Real-world implementation of this VR intervention could align with existing pediatric diabetes education pathways in which families and educators work together to support self-care. In practice, parents can help supervise home-based sessions, while school health staff may provide complementary reinforcement during the day. Follow-up by diabetes educators or community nurses could be incorporated into routine clinical visits or remote check-ins, enabling the VR experience to serve as an adjunct to ongoing education rather than an isolated tool [45]. However, equitable access to VR remains a challenge. Variability in the availability of VR devices and limited technological resources in some families or schools may restrict adoption. To mitigate such barriers, future implementations may require shared devices in clinical settings or mobile-based alternatives to ensure broader accessibility. Due to the experimental design of this study, the external validity and generalizability of the findings should be interpreted with caution.

Several limitations should be considered when interpreting the findings of this study. First, the relatively small sample size (n=60) may limit the generalizability of the results. Second, the intervention period was relatively short (6 weeks), which may not have been sufficient to observe meaningful changes in long-term metabolic indicators, including BMI and HbA_1c. Third, outcomes were measured through self-reported data, which may have caused reporting bias. Future research should therefore incorporate larger samples, longer intervention durations, and objective behavioral tracking tools to provide more robust evidence regarding the effectiveness of VR gamified self-care interventions.

The VR gamified experience developed in this study appears to offer a promising complement or alternative to existing self-care methods, with preliminary indications of potentially enhanced engagement and outcomes. However, interpretations of the behavioral findings should be calibrated to the limitations of measurements, including reporting bias, limited sample size, short duration of the intervention, variations in adherence and fidelity, and the novelty effect of the VR game. Results should be understood as preliminary behavioral signals rather than evidence of clinical improvements. While the program effectively fostered behavioral engagement and adherence trends, no clinically causal inference can be drawn.
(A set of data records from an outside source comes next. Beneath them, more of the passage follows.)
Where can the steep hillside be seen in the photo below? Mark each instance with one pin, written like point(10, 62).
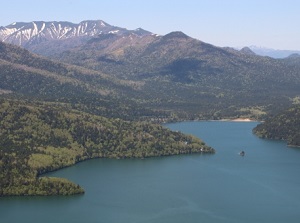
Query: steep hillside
point(47, 38)
point(39, 137)
point(193, 78)
point(284, 126)
point(25, 74)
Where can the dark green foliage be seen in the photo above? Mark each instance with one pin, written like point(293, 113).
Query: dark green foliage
point(191, 78)
point(284, 126)
point(39, 137)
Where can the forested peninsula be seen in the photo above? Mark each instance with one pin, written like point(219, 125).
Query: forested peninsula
point(38, 137)
point(284, 126)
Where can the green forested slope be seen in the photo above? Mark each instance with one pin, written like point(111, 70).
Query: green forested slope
point(284, 126)
point(192, 78)
point(39, 137)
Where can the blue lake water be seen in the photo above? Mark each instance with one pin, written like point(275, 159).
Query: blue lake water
point(263, 186)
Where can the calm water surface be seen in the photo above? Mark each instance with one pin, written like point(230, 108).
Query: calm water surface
point(263, 186)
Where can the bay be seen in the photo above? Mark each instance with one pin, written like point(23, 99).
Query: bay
point(262, 186)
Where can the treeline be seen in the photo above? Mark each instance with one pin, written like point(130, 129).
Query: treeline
point(284, 126)
point(38, 137)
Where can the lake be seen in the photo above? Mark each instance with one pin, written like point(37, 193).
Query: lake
point(262, 186)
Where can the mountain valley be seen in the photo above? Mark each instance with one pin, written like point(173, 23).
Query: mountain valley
point(71, 92)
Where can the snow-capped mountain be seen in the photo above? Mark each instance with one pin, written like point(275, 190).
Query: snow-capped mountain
point(31, 34)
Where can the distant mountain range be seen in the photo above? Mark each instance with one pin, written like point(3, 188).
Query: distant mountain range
point(262, 51)
point(168, 74)
point(61, 36)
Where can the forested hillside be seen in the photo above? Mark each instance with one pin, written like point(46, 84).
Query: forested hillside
point(284, 126)
point(192, 78)
point(39, 137)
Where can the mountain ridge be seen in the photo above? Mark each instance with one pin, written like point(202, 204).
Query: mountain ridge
point(32, 34)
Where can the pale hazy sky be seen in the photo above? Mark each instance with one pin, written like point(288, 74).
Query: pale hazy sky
point(268, 23)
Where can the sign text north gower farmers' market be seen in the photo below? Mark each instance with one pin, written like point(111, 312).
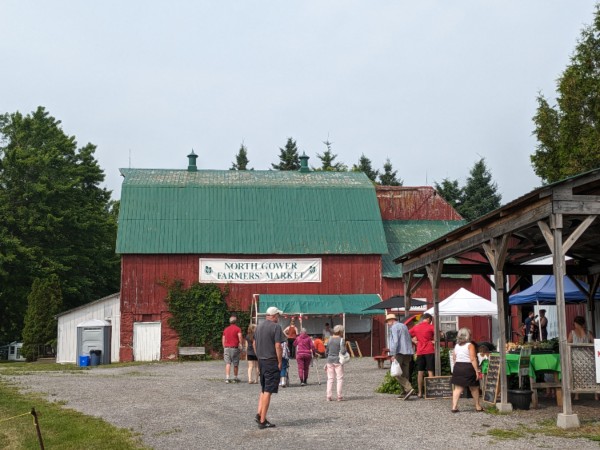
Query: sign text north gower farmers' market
point(260, 270)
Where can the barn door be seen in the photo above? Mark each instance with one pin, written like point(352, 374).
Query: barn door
point(146, 341)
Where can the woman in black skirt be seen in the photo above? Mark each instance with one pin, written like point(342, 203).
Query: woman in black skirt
point(466, 370)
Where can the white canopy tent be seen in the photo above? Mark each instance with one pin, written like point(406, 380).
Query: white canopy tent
point(465, 303)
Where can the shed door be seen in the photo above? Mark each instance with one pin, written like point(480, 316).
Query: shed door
point(146, 341)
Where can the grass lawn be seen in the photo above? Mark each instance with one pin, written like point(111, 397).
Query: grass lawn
point(60, 427)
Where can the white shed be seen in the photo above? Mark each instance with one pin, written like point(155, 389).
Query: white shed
point(107, 308)
point(14, 351)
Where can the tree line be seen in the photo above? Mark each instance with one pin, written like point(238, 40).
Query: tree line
point(58, 225)
point(477, 197)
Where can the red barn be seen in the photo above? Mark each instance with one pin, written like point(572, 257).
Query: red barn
point(265, 232)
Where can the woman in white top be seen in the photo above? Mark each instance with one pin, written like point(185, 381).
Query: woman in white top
point(466, 369)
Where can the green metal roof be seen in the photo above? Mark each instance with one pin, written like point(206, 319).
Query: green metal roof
point(321, 304)
point(248, 212)
point(405, 235)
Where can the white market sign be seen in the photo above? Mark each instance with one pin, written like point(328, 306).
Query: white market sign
point(247, 271)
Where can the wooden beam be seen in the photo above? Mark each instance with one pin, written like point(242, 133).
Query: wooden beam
point(436, 250)
point(577, 233)
point(575, 207)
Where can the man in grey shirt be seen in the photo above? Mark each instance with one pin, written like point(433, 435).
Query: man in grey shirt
point(401, 350)
point(268, 338)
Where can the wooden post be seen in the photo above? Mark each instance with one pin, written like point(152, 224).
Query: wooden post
point(559, 273)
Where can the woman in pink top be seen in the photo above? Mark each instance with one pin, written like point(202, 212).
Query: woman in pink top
point(305, 349)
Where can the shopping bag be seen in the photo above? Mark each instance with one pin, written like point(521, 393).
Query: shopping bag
point(396, 370)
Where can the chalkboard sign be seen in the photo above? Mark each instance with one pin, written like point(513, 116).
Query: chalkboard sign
point(490, 390)
point(438, 387)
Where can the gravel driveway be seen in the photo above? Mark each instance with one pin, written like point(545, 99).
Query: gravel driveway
point(188, 406)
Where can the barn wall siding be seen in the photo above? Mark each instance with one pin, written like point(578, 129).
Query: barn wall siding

Future studies with new game mechanics, more engaging designs, larger samples, longer follow-ups, and objective tracking tools can scale the usability of the present intervention and extend related findings.
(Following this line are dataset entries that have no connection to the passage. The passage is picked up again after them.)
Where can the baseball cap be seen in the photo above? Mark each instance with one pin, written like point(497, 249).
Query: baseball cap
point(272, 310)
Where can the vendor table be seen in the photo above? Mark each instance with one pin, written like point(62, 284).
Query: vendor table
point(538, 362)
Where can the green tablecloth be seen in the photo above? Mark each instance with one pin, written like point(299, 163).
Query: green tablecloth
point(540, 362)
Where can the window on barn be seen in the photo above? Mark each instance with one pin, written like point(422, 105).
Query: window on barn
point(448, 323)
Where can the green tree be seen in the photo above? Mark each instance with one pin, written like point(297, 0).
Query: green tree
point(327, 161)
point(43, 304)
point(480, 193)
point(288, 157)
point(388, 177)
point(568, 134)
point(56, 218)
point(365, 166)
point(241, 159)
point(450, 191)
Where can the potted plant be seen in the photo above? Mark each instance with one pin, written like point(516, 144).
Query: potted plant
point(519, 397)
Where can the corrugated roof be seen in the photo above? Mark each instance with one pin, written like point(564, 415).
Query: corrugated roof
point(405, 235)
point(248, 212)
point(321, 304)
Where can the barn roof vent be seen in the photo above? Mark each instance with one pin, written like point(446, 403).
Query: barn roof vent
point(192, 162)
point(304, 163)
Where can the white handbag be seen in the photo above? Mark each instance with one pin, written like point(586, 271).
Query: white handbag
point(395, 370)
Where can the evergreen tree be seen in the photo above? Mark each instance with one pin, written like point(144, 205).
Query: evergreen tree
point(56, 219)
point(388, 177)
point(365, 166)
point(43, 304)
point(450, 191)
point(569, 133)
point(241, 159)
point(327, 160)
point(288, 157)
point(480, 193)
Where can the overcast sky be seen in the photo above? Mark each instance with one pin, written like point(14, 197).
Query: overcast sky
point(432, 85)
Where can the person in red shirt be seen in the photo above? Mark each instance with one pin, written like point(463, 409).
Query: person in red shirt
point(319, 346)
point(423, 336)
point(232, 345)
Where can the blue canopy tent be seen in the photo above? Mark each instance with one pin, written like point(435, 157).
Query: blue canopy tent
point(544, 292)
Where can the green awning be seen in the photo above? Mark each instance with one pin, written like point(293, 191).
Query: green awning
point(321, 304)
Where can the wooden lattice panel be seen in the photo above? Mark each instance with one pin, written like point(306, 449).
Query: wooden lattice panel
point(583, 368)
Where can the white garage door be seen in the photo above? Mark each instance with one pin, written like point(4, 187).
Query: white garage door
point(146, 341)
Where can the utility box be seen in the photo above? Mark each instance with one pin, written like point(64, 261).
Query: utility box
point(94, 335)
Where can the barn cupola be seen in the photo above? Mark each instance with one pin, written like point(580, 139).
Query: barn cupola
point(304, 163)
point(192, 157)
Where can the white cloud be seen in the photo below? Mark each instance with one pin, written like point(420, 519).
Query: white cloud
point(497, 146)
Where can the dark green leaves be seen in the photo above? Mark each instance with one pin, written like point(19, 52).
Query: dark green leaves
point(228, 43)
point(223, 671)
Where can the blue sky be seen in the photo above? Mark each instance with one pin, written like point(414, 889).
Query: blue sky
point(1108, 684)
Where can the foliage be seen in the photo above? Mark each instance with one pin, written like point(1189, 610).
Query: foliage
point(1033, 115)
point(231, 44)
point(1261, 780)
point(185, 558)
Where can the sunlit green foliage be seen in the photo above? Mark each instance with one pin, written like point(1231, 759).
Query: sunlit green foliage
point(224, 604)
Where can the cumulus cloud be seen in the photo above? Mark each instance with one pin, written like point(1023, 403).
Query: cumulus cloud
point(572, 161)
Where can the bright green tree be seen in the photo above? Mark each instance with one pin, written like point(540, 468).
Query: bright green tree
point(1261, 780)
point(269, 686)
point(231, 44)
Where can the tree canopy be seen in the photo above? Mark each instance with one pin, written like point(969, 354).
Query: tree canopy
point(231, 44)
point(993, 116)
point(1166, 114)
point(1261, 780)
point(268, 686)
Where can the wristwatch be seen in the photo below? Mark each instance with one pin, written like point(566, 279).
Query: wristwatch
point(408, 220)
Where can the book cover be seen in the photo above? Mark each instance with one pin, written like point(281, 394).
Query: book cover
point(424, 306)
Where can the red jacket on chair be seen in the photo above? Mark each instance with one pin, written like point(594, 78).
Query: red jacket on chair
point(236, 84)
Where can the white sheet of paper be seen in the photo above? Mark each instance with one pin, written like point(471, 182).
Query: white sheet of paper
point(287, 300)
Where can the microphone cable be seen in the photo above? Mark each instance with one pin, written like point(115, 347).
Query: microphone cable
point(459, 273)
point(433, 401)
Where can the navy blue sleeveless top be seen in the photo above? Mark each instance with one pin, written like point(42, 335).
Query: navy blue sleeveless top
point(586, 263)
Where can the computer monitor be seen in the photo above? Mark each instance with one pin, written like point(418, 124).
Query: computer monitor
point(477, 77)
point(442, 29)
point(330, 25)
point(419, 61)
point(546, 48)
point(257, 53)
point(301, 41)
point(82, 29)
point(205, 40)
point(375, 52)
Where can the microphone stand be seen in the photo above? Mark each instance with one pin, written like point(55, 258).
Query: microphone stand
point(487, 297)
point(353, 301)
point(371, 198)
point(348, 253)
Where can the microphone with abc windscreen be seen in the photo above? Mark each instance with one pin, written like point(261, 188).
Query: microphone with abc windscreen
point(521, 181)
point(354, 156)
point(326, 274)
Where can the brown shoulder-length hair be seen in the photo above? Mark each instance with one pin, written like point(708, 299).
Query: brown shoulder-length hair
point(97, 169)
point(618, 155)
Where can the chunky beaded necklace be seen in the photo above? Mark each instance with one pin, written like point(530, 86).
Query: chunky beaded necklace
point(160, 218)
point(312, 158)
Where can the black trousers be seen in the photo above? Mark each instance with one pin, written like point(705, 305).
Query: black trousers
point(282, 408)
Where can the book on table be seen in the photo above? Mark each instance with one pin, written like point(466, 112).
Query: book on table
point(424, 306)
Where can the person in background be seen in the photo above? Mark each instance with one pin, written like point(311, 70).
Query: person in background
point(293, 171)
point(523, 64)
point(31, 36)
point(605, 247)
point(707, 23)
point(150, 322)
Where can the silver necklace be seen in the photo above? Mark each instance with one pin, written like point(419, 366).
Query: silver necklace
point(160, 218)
This study combined gamification elements with immersive VR features to develop a novel self-care system for children and adolescents diagnosed with diabetes. The intervention was grounded in the behavioral economics framework, specifically the theoretical sequence of reward, motivation, behavior, and habit formation, which is central to modern gamification approaches. By offering engaging gameplay within an immersive VR environment, the game established a direct connection between real-life diabetes and in-game mechanics. The goal was to foster intrinsic motivation through in-game rewards, thereby encouraging users to sustain desirable self-care behaviors. Findings support the potential effectiveness of VR gamified intervention, highlighting its power to serve as a complementary or alternative digital tool for enhancing diabetes self-management. However, clinical implications should be interpreted cautiously.